Is your cat or dog continuously itching and scratching due to flea infestation? Are the irritating little insects finding their way from Rover and Fluffy into your carpets, or worse, onto your skin? Before you run out and obtain another round of flea-killing toxic chemicals, you might want to consider some less harmful natural alternatives.

Synthetic pesticides may do the job, but can be lethal to pets (and the children who play with them) as well as to the fleas they are intended to kill. The chemicals can be absorbed into the pet?s (or child?s) skin, and in turn, into the bloodstream. The most generally used synthetic flea killers can cause convulsions and respiratory problems, and long-term management can even result in kidney failure in your pets.
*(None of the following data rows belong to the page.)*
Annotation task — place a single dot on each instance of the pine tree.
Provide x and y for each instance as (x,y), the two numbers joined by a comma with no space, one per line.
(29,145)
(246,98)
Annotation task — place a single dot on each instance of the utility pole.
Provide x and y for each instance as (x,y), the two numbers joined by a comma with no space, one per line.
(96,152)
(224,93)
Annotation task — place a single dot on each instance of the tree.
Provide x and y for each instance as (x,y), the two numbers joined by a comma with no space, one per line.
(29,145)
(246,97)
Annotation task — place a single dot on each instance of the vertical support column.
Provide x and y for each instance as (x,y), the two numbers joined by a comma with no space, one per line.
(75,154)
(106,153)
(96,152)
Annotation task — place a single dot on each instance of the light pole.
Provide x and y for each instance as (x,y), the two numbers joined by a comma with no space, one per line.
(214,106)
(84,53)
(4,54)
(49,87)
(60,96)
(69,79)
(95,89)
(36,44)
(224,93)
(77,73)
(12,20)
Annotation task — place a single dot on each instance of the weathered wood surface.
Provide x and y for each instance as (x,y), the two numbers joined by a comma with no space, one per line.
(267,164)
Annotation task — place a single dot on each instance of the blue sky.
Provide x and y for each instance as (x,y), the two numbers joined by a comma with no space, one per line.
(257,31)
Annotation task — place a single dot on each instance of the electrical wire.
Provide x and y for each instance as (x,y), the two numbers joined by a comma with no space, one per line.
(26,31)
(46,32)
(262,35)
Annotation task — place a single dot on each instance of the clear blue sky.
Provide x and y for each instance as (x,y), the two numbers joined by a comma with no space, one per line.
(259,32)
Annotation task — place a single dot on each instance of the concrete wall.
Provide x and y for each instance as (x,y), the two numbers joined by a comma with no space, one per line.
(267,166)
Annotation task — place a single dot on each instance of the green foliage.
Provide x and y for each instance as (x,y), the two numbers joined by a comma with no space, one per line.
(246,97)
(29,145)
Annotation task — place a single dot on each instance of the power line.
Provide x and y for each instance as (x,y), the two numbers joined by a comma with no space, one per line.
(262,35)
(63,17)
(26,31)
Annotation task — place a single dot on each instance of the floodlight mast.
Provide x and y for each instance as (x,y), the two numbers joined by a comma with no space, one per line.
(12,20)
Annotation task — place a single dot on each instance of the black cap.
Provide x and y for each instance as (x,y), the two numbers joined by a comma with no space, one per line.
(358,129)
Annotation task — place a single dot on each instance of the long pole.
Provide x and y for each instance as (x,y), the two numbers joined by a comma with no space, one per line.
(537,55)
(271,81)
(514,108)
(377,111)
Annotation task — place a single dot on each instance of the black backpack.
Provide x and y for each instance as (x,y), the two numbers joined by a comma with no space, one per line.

These are serious risks ? but they can be avoided by employing some natural flea-control measures.

The first step is to know your adversary. Fleas can be a major nuisance, and can be quite complicated to get rid of ? they cannot even be killed by freezing temperatures. Their legs are so powerful that they can jump nine inches into the air ? making pet-to-pet or floor-to-pet leaps all too unproblematic. Fleas feed on the blood of your cats and dogs, but they spend most of their time away from your animals, laying their eggs in shady places in your house (such as floor cracks) – which is why your first line of defense is in and around your home.

There is a somewhat new flea control method accessible for use in your yard – it is a spray made from freeze dried worms or nematodes which are natural flea predators. The worms are reconstituted and sprayed in outdoor areas around your house. A popular brand name is Interrupt, which can be purchased from many veterinarians.

Another outdoor flea repellent is diatomaceous earth (a kind of fossilized algae). It clings to the flea?s shell and eventually penetrates the coating, causing it to die of dehydration. (You?ll want to use food grade diatomaceous earth, not the type used in swimming pool filters.) It can be spread around your yard with a garden spreader, and can also be rubbed into your pet?s coat and sprinkled on his bedding.

Special attention should be given to areas inside the house as well. Your pet?s bedding must be washed often, and tumbled dry in a hot dryer to kill fleas. It is important to vacuum floors often, paying special awareness to the dark, damp areas where fleas love to lay eggs. Remember to dispose of the vacuum bag at once, otherwise eggs can hatch and re-infect your home.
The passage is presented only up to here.